Pies Sobre La Tierra é uma experiência de sedutora e envolvente placidez que podemos juntar a propostas como as que Murcof sugeriu em Martes, Ambrose Field em Being Dufay ou Julianna Barcwick em The Magic Place são discípulos, com outras ferramentas, das visões que em tempos uma Virginia Astley nos lançava ao contemplar os seus jardins em forma de sons… Apesar de circular no ar e da cumplicidade marcante das eletrónicas, Mabe Fratti tem de facto os pés nesta (nossa) Terra. E este disco é uma das experiências mais belas que o ano já nos deu a escutar (ainda por cima, confinados, podemos sonhar aqui com outra imensidão de paisagens)…
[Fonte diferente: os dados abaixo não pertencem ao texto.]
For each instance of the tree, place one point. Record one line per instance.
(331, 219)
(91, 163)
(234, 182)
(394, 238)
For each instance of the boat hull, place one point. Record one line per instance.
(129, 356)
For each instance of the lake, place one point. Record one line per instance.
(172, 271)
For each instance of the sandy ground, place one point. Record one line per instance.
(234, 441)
Mabe Frati “Pies Sobre La Tierra” está disponível em LP e está disponível nas plataformas digitais numa edição da Unheard of Hope

Nyx Nótt “Aux Pieds de la Nuit”

Num primeiro contacto o nome poderá não dizer quase nada a ninguém. Mas se acrescentarmos que Nyx Nótt não é senão um projeto a solo de Aidan Moffat (dos Arab Strap), a coisa pelo menos perde um sentido de aparente anonimato… Mesmo assim, não é pelo historial de discos, tanto dos Arab Strap, como de Moffat a solo, que chegamos aos espaços abordados em Aux Pieds de La Nuit… E de resto basta passarmos uma vez pelo alinhamento deste (magnífico) álbum para compreender porque, durante algum tempo, o seu autor ponderou a eventualidade de não revelar quem estaria, de facto, por detrás do nome Nyx Nótt. Porque, como diriam os velhos Monty Python… e agora para algo completamente diferente. E, acrescento eu, significativamente mais cativante.
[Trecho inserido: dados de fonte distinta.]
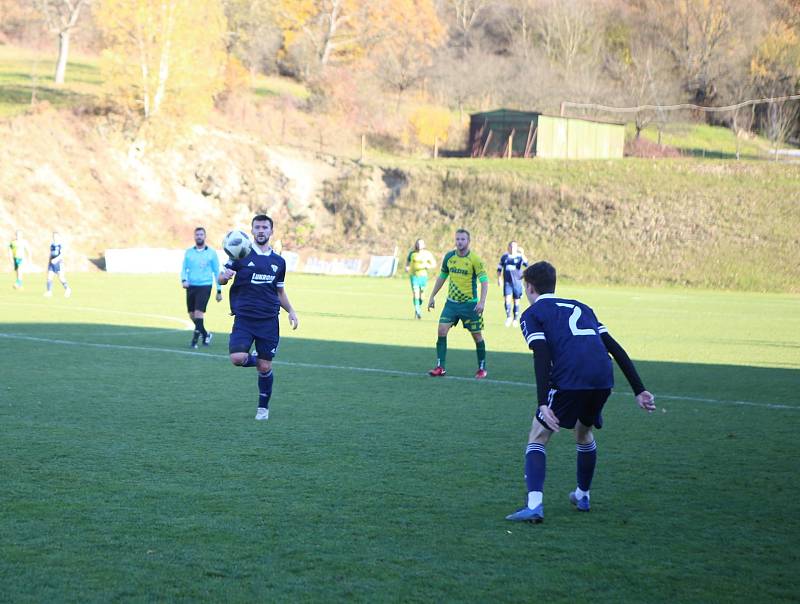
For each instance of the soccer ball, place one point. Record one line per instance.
(237, 245)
O disco foi nascendo em noites longas em casa do músico. Aidan fechava-se no seu estúdio quando toda a família já dormia. Confessa-se um noctívago, de sono difícil, e as longas horas de escuridão aqui acolheram um habitante que as soube celebrar num conjunto de temas instrumentais aos quais chamou Aux Pieds de La Nuit (sim, o título em francês teria ajudado a criar a ilusão de que se tratava de um novo músico, algures a viver no outro lado do Canal da Mancha). Para vincar mais a caracterização da ideia que aqui se apresenta vale a pena sublinhar que Nyx é uma divindade noturna grega e Nótt desempenha um papel algo semelhante na mitologia nórdica.
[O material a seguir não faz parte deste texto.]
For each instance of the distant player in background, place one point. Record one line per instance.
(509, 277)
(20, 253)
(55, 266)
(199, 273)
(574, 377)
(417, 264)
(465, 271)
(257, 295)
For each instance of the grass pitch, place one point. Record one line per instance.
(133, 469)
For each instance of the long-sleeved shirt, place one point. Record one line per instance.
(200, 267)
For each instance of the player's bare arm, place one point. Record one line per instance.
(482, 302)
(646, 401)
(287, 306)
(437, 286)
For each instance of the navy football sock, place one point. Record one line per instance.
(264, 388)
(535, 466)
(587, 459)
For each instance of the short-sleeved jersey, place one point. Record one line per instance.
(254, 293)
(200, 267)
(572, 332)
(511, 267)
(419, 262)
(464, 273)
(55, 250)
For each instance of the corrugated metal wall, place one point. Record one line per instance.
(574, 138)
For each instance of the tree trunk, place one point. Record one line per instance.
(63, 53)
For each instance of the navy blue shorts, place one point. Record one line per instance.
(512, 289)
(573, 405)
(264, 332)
Samples, sons guardados em sessões de estúdio (juntando pontualmente cordas ou metais), efeitos e sons de objetos registados na ocasião, um pensamento sobre percussão e o espaço ao seu redor, juntaram-se numa música ambiental, claramente noturna, mas evidentemente cativada pelos sabores de um jazz cinematograficamente pincelado sobre as telas lançadas pelas eletrónicas, percussão e colagens. Tal como Nestor’s Saga (The Tale Of The Ancient), do álbum de 1981 de John Surman (The Amazing Adventures Of Simon Simon) sugeria uma maresia tão reconfortante como intrigante num encontro entre o jazz e a música eletrónica, também aqui Aidan, perdão, Nyx Nótt, faz de Aux Pieds de La Nuituma celebração sensorialmente estimulante e até cinematograficamente apetecível, da noite enquanto espaço aberto à descoberta, à surpresa, à vertigem do desconhecido…. mas no conforto seguro de quem a contempla com prazer, desperto e sem medo. Em tempo de confinamento, semi-confinamento ou a caminho de um desconfinamento, esta noite (de ouvir) sugere alguma paz que a luz do dia ainda não nos dá.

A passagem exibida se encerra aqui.